A third founding partner of TheStreet.com was famously alleged to have engaged in rampant illegal
naked short selling, just as David Rocker, once the largest outside shareholder of TheStreet.com, was
reported (by Dow Jones reporter Carol Remond, unwittingly) to have engaged in rampant illegal naked
short selling in cahoots with options market makers.
The name of this third founding partner of Cramer’s website, TheStreet.com, was…Pequot Capital, the
hedge fund whose alleged naked short selling and insider trading were the targets of Gary Aguirre’s SEC
investigation — the investigation that got quashed, leading to one of the greatest scandals in SEC history.
So it goes almost without saying that Pequot Capital was the fifth of seven “colorful” hedge funds that
held large numbers of put options in Dendreon at the end of March, 2007 – right at the time when Cramer
was shouting “SELL! SELL! SELL!” and criminal naked short sellers were flooding the market with at least
9 million phantom Dendreon shares.


In addition to Cramer’s rants, there were other indications that Dendreon might be in the sights of some
powerful players, and might therefore be in trouble – despite the fact that Provenge, its treatment for
prostate cancer, seemed to be on the fast track to FDA approval.
On March 22, 2007, CNBC’s Mike Huckman wrote in a blog that he remembered “sitting at a table at a
rare Dendreon analyst meeting a few years ago and someone from a Connecticut hedge fund leaned
over and whispered in my ear, ‘It [Provenge] doesn’t work.’” Huckman made no indication of questioning
whether the hedge fund might have had a motive for saying that.

There were odd mutterings from other quarters as well. On the day before the FDA’s advisory panel met
to vote on Provenge, Matthew Herper of Forbes magazine published an article casting doubts on
Dendreon’s prospects. He wrote that “researchers, statisticians and Wall Street analysts are fiercely
debating whether there is enough data about [Dendreon’s] radical new treatment.”
In fact, there was no “fierce” debate at all. For most Wall Street analysts, the calculation was rather
simple. Given that Dendreon’s trials had shown that Provenge was safe, and given that the treatment was
destined for end-stage patients (hence its “priority review” status), the advisory panel was likely to vote in
its favor. In 97% of all cases, the FDA had followed the recommendations of its advisory panels. And
when FDA advisory panels had recommended approval for drugs destined for dying patients, the FDA
had accepted its panels’ recommendations 100% of the time.
When the FDA approved treatments, the companies that developed them almost always saw their stock
prices rise. So from the perspective of most Wall Street analysts, the future for Dendreon looked bright.
As for those “researchers and statisticians,” most agreed that Provenge was not only safe, but also
effective.

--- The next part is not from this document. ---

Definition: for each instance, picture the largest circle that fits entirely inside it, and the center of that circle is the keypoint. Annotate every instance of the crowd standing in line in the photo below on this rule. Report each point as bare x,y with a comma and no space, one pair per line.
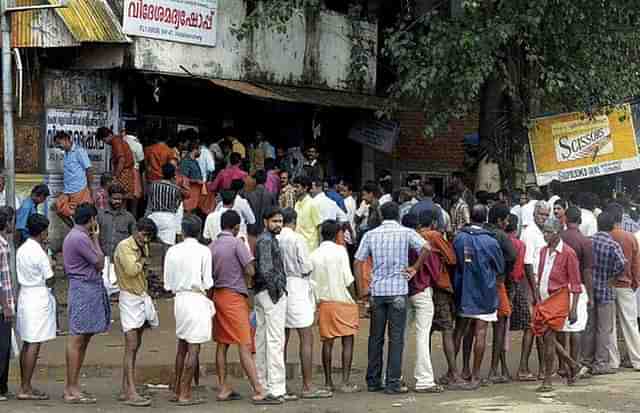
243,224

However, a small number of researchers and statisticians (and the hedge funds) were
whispering in reporters’ ears. They were saying that Provenge doesn’t work.

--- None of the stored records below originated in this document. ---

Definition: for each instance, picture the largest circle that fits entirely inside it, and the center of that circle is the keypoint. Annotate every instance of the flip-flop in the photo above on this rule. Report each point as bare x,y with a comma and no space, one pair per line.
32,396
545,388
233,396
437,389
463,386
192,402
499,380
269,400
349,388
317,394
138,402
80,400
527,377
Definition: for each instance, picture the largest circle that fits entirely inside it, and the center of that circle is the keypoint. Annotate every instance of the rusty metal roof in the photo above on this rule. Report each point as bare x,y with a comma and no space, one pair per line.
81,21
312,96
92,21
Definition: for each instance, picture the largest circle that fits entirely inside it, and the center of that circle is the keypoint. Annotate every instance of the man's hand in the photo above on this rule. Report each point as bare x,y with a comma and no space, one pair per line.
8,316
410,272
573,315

But there were excellent reasons to doubt the words of the researchers who were critical of Provenge.
And, as we will see, the most prominent of them were preparing (with the possible connivance of a
criminal “philanthropist” named Michael Milken and seven “colorful” hedge fund managers) to cash in on
perhaps the strangest occurence in the FDA’s 80 years of existence.